The devastating wildfires in Los Angeles have spotlighted questionable state and local government policies in California that may have contributed to the blazes and left areas like Hollywood vulnerable due to insufficient firefighting resources. Mayor Karen Bass’s budget cuts to the city’s fire department, enacted just months ago amid warnings about the city’s deteriorating finances, stand out as a striking example of misplaced priorities. The cuts stemmed from a budget crisis triggered by her administration’s decision to reward city employees with rich contracts and benefits—even as it dismissed worries that the reductions would hurt services. “Predictions that city services will be impossible to deliver,” deputy mayor Zach Seidl told the press, “are simply false.” Few public statements have aged as poorly—or as hauntingly—as this one.

Bass took office in December 2022 after a surprisingly close race against real estate developer Rick Caruso, a Republican who had switched to the Democratic Party. A Los Angeles Times poll showed that Caruso did well among voters viewing the economy and public safety as key issues; Bass dominated among voters who prioritized climate change and “coalition building.” Shortly after taking office, Bass began negotiating with public sector unions over expiring contracts. Early last year, those talks resulted in more than two dozen agreements with unions representing the city’s civilian employees, guaranteeing wage hikes of between 20 percent and 25 percent over five years. The contracts raised the minimum wage for city employees from $20 to $25 per hour and also contained rich benefits, including allowing workers to cash in 100 percent of their unused sick time when they retire—an increasingly rare perk in the private sector. An analysis by the city’s administrative officer said the deal would cost Los Angeles $3.5 billion over the life of the contracts. A similar multiyear deal with police unions was projected to add another $1 billion to costs.

The new contracts were the largest, in percentage terms, given to city employees since 2007, when then-mayor Antonio Villaraigosa delivered pay raises amounting to 25 percent over five years. Coming just before the 2008 Wall Street crisis crashed the economy, those contracts helped to blow a huge hole in Los Angeles’s budget—leading to the elimination of thousands of jobs and shrinking investment in basic services. Critics warned that something similar might occur following the 2024 contracts, which could drain the city’s fiscal reserves.

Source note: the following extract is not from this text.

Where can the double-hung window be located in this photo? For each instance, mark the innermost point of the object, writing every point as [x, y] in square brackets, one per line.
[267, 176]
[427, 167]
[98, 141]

It took just months for those fears to materialize. This time it wasn’t a Wall Street meltdown that busted the budget but a series of unanticipated expenses related to judgments against the city in personal-injury negligence cases arising from dangerous conditions, such as broken sidewalks and inadequate streetlighting, as well as judgments against the police. Under normal circumstances, Los Angeles should have been able to absorb those costs, but its reserves had dropped below acceptable levels, and paying the liability cases without additional revenues or budget cuts would have been enough to force the city council to declare a fiscal emergency. In response, Bass cut the city’s budget to $12.9 billion, down from $13.1 billion the previous year. This involved making reductions in some 20 areas, including a cut of $17.6 million in the fire department—the steepest decline in any area except street services, where Bass reduced spending by $21 million.

“The city is living beyond its means,” the editorial board of the Los Angeles Times noted at the time, adding that the problem was “self-inflicted.” For Angelenos hoping the city would invest in infrastructure—“smoothing busted sidewalks, fixing burned-out streetlights, trimming trees, or any other public improvements”—those hopes seemed unlikely to be realized. Critics also faulted the administration for how it handled union negotiations that led to the budget-busting contracts. Most of the talks were conducted in secret, with little public discussion of the costly perks included in the agreements until they were finalized.

California’s latest bout of horrific fires will reopen debate about the state government’s failures to address a deadly problem. California’s decades-long resistance to boosting its water-storage capacity—what Victor Davis Hanson has described as “the scorching of California”—will face new scrutiny. The state’s land-management practices, which incoming President Trump has already criticized, will provoke more controversy. Los Angeles’s water-management system, lambasted by former mayoral candidate Caruso—formerly a commissioner of the city’s Department of Water and Power—for running dry in some neighborhoods during the current fires, will require new investment. Questions will linger, too, over how much difference the $17.6 million cut by Mayor Bass from the city’s fire department might have made.

What is beyond dispute is that Los Angeles and the surrounding area have a long history of wildfires, including in recent years. That threat didn’t seem to be much of a priority in Karen Bass’s budget.